Curis (CRIS) Q4 2024 earnings summary

Executive summary

• Achieved significant progress in NHL and AML clinical programs, with encouraging regulatory feedback on accelerated approval pathways for emavusertib in PCNSL from both EMA and FDA; Orphan Drug Designation granted in US and EU.

• Positive clinical data in both BTKI naive and experienced PCNSL patients, and strong results in FLT3-mutated AML patients, especially those previously treated with FLT3 inhibitors.

• Initiated Phase 1 triplet study (emavusertib + venetoclax + azacitidine) in frontline AML; first dosing cohort completed and well tolerated.

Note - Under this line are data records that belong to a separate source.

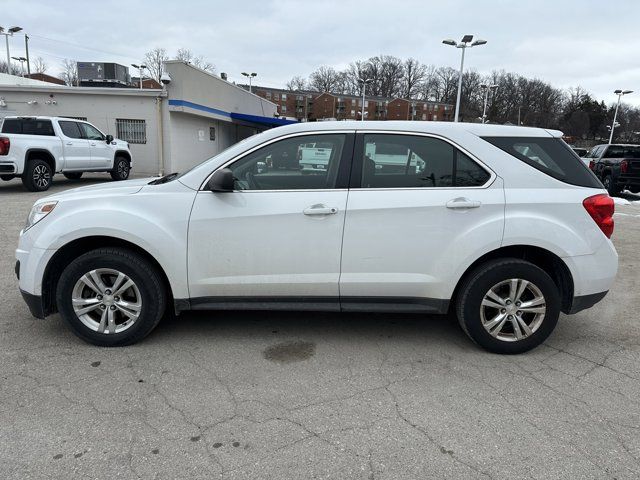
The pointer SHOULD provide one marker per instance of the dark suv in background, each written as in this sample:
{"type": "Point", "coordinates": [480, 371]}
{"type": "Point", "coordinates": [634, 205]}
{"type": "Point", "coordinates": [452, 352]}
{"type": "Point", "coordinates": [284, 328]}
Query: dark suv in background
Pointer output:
{"type": "Point", "coordinates": [617, 166]}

• Raised $10M in March 2025 and $10.8M in October 2024 through equity offerings to support operations.

Financial highlights

• Reported Q4 2024 net loss of $9.6 million ($1.25/share), a significant improvement from $11.7 million ($2.03/share) in Q4 2023.

• Full-year 2024 net loss was $43.4 million ($6.88/share), down from $47.4 million ($8.96/share) in 2023.

• Q4 2024 revenues were $3.3 million, up from $2.7 million in Q4 2023; full-year revenues were $10.9 million, up from $10.0 million in 2023, mainly from Erivedge royalties.

• R&D expenses for 2024 were $38.6 million, slightly down from $39.5 million in 2023; G&A expenses were $16.8 million, down from $18.6 million.

• Cash and cash equivalents totaled $20.0 million as of December 31, 2024.

Outlook and guidance

• Enrollment in the registrational TakeAim Lymphoma study expected to complete in 12–18 months, supporting accelerated approval filings.

• Cash runway, including March 2025 offering proceeds, expected to fund operations into Q4 2025.

• Quarterly cash burn remains at ~$10 million.

• Ongoing discussions with potential partners in NHL and AML spaces.